Southern resident killer whale
The world watched for 17 days last August as a mother orca carried her dead calf along the West Coast. Some much-needed context: J35, as she is known, is one of just 74 members of the southern resident killer whale pod, which hasn’t had a live birth since 2015. Their population is being decimated, explains Giles, due to their dependence on salmon they must share with a greedy species: humans. “Other orcas are generalists who’ll feed on different things; the southern residents primarily eat Chinook salmon, whose population is also in decline.” The WWF and others requested that Ottawa issue an emergency order for protection; the feds instead promised $60 million to help fund research and conservation in the New Year.
Barren-ground caribou
Caribou also landed in the public consciousness this year when a last-resort conservation effort brought six remaining herd members to a rearing pen north of Revelstoke, B.C. Much farther north, though, are the barren-ground caribou, a subspecies of reindeer spread across Nunavut and the Northwest Territories that munch on lichen, grass and twigs. “Since the 1980s, the population of almost every caribou herd has declined, many by over 80 per cent and others up to 96 per cent,” says Giles.

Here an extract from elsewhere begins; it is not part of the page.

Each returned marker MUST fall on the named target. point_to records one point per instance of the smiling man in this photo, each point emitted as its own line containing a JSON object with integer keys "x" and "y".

Threats are ample: habitat disturbance from the mining and oil industry, inaccessible food, changing migratory patterns and, of course, climate change. The Arctic is warming at twice the global average, and barren-ground caribou are particularly affected. These regal animals are a priority, too, for their special importance to Indigenous communities, who for generations have depended on them for food and clothing.